Occasionally at a previous job, we ran into a problem with our databases where a client DBA had modified the schema, a stored procedure or a function somehow, without telling us, and then some changes we made would overwrite theirs. The way we usually worked around that was by carefully (manually) comparing the production schema to our development version, figuring out which changes conflicted with theirs and (again, manually) merging them, then testing, then deployment.
This is time-consuming, error-prone and very annoying. Distributed version control offers a better option.

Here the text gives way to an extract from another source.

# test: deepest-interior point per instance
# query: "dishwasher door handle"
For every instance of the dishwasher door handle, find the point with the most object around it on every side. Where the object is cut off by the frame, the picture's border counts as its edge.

Here's how it would work. We would keep a copy of scripts for our schema (exported by SQL Server Management Studio) in a Git repository branch. We would keep another branch for the production system. Before deployment, to determine if there are any changes by the DBA that need to be incorporated, we do another export on that end, check it into their Git branch, then attempt a merge with the development branch. Conflicts will be automatically detected and highlighted by Git, so they can be very easily seen. Once any conflicts are dealt with, we generate our deployment scripts and update the production database.
I suppose this doesn't really have to be done with distributed version control, as such. As long as there are separate, comparable repositories for the two environments that allow changes and conflicts to be detected automatically and merged, then you have a better solution than manual comparisons. Also, this isn't really a novel use of version control, either. This is exactly what version control was designed to do, except that one person doesn't have to be aware that the version control system even exists, but everyone still benefits from it.
Mokalus of Borg
PS - I am currently using this source control technique to help with my church's website.
PPS - It's a much smaller scale problem, but the solution holds up nicely.